Thursday, January 29, 2015

10 Real incidents that proves time travelers exist


1. Charlie Chaplin Movie's Cell Phone - January 6, 1928

In the DVD extras of Chaplin's "The Circus", people were given access to a short film and photos of the movie's premiere at Grauman’s Chinese Theatre in 1928.

…in which appears a person seemingly talking on a cellphone has convinced many people that time travel is real as there were no cell phones during 1928.

Some raised the prospect that this person was actually using an ear trumpet but this does not explain why the woman appears to be laughing and talking into the device. 

2. Compact Disc Case in the 1800s

A painting from the 1800s shows of a man holding what looks like a fancy CD box. 

The earliest form of plastic wasn’t invented until the mid-1800s, and (obviously) Compact Discs weren’t in use until the 1980s. 

A Time Traveler???

3. Hit and run victim from the past

In mid-June 1950 a man in his early thirties named Rudolph Fentz wearing 19th century clothes was hit by a car and killed at New York City's Time Square. 

The subsequent investigation by a NYPD policeman revealed that the man had disappeared without trace in 1876 in the age of 29. 

The items in his possession were 
• a copper token for a beer
• a bill for the care of a horse and the washing of a carriage
• a letter from 1876
• 70 dollars and business cards
all without any signs of aging pointing that the man had traveled through time from 1876 to 1950 directly.

4. The Montauk Project conspiracy

The Montauk Air Force Station reportedly has an interdimensional tunnel in its subterranean laboratory that allowed scientists to travel back to 1943.

This conspiracy circulated with two men, the author Preston B. Nichols and Al Bielek in the 1980s, when they had begun to "recover repressed memories of working in the lab".

5. Time travelling hipster

A photograph from 1941 during South Fork Bridge reopening in Gold Bridge, Canada was alleged to show a time traveler.

It was claimed that his clothing, logo printed T-shirt, sunglasses and holding a portable camera were modern and not of the styles worn in the 1940s.

Over the years, he has come to be known as the ‘time travelling hipster’

6. The Philadelphia Experiment, 1943

The Philadelphia Experiment is a naval military experiment that is said to have been carried out by the U.S. Navy at the Philadelphia Naval Shipyard in Philadelphia, Pennsylvania, sometime around October 28, 1943. 

It is alleged that the U.S. Navy destroyer escort USS Eldridge was to be rendered invisible to enemy devices and teleported from Pennsylvania to Virginia.

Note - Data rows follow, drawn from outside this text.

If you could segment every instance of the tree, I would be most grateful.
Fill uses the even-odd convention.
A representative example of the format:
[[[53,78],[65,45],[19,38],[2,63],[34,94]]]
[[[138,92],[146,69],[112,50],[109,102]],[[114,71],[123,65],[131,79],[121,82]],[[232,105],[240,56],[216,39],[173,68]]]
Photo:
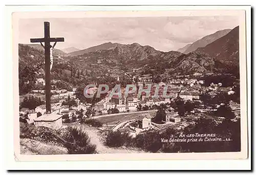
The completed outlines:
[[[24,115],[23,115],[22,116],[19,117],[19,122],[23,122],[24,123],[28,123],[28,120],[29,119],[29,113],[27,113]]]
[[[44,104],[45,102],[41,101],[39,98],[34,97],[33,95],[30,95],[28,97],[27,96],[25,96],[20,104],[20,107],[22,108],[34,110],[37,106],[44,105]]]
[[[111,113],[112,114],[117,114],[119,113],[119,110],[117,108],[112,108],[111,109]]]
[[[184,101],[182,99],[179,99],[176,101],[175,102],[175,103],[176,104],[177,106],[176,111],[178,112],[178,113],[180,116],[184,116],[185,112]]]
[[[68,102],[70,101],[71,98],[70,98],[70,96],[69,94],[69,96],[68,96]]]
[[[92,111],[91,109],[89,109],[86,112],[86,115],[87,117],[89,117],[91,116],[91,115],[92,115]]]
[[[161,122],[165,118],[166,116],[165,110],[160,109],[157,111],[156,116],[154,118],[154,121],[156,122]]]
[[[100,115],[102,115],[102,111],[101,110],[99,110],[99,113]]]
[[[142,107],[142,110],[143,111],[147,111],[150,108],[147,106],[147,105],[145,105]]]
[[[236,117],[234,113],[231,108],[226,105],[221,106],[215,112],[215,115],[218,117],[224,117],[227,119],[231,119]]]
[[[41,64],[39,63],[36,65],[27,65],[24,67],[19,65],[18,82],[20,94],[28,93],[34,88],[40,67]]]
[[[188,114],[190,114],[191,111],[193,111],[195,108],[195,105],[194,103],[191,103],[189,101],[186,102],[184,105],[185,109],[185,111]]]
[[[38,112],[36,113],[36,117],[39,117],[41,115],[42,115],[42,114],[40,112]]]
[[[138,111],[141,111],[141,108],[142,108],[142,106],[141,105],[141,104],[140,103],[139,104],[139,105],[138,105],[136,107],[137,108],[137,110]]]

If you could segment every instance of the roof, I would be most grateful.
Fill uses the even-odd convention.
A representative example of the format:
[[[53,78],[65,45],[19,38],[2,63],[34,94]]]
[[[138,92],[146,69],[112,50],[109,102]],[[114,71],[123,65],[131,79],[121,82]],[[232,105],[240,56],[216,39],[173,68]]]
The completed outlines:
[[[184,91],[180,94],[180,95],[191,95],[187,91]]]
[[[56,114],[49,114],[41,115],[34,119],[34,121],[54,121],[61,118],[62,115]]]
[[[29,110],[29,109],[28,108],[22,108],[20,109],[20,111],[25,112],[26,111]]]
[[[142,119],[145,117],[147,118],[152,118],[153,117],[150,115],[150,114],[148,113],[147,113],[142,114],[141,115],[139,115],[137,117],[136,117],[136,118],[139,120],[142,121]]]
[[[216,95],[217,94],[214,92],[209,92],[209,94],[211,95]]]
[[[127,97],[126,100],[129,101],[133,101],[133,98],[132,97]]]
[[[193,95],[193,96],[197,96],[199,95],[199,94],[196,92],[187,92],[184,91],[181,92],[180,94],[180,95]]]
[[[172,108],[172,107],[169,107],[167,110],[168,110],[168,111],[172,111],[172,110],[174,110],[175,109],[174,108]]]
[[[158,98],[153,98],[154,102],[160,102],[160,100]]]
[[[118,130],[118,131],[121,133],[124,133],[125,132],[133,132],[133,133],[135,132],[134,131],[132,130],[131,129],[130,129],[129,128],[119,129]]]
[[[69,111],[69,111],[62,111],[61,113],[69,113],[71,111]]]
[[[142,101],[140,103],[141,104],[145,104],[146,103],[146,101]]]

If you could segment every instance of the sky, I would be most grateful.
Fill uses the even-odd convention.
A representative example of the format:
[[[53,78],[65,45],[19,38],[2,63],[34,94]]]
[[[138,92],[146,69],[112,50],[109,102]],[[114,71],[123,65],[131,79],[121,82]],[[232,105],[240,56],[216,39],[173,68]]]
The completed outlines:
[[[239,24],[237,17],[231,16],[20,19],[19,43],[44,37],[44,21],[50,22],[51,37],[65,38],[56,48],[85,49],[111,42],[138,43],[163,52],[177,51]]]

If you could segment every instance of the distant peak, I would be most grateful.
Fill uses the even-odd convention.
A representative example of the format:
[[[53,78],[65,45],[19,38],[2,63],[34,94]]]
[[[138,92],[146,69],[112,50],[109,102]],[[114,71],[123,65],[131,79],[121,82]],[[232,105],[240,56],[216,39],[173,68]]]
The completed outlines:
[[[135,45],[135,46],[140,46],[140,44],[139,43],[137,43],[137,42],[135,42],[131,44],[131,45]]]

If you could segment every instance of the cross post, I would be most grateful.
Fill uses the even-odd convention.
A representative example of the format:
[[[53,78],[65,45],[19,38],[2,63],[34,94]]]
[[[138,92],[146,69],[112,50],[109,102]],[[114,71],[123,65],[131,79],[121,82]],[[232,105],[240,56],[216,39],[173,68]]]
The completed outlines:
[[[51,113],[51,70],[50,49],[52,47],[51,42],[63,42],[64,38],[51,38],[50,37],[50,22],[45,22],[45,37],[42,38],[31,38],[31,42],[45,43],[45,69],[46,80],[46,113]]]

Some reports allege that the warship travelled back in time for about 10 seconds. However, popular culture has represented far bigger time jumps.

7. Sir Victor Goddard flight to future
in 1935, Sir Victor Goddard, a British Royal Air Force officer was flying a plane over an abandoned airfield at Drem, Edinburgh.

During his returning journey over the Drem airfield, he was shocked when he looked down to see the airfield had been completely renovated and was now in use and the mechanics in blue overalls walking around and four yellow planes parked on the runway.

Four years later in 1939, The Royal Air Force began to paint their planes yellow and the mechanics uniforms were switched to blue. 

8. Evidence of time travel in Chinese tomb?

In December 2008, Chinese archaeologists allegedly removed the opening of a giant coffin within what was believed to be an undisturbed, 400-year old Si Qing tomb in Shangsi County.

As they removed the soil around the coffin, however, they were shocked and amazed to find a small piece of metal shaped like a watch, with the time frozen at 10:06. “Swiss” was engraved on the back.

If the tomb was truly undisturbed for 400 years, what could explain the existence of this modern artifact? An absent-minded time traveler!!!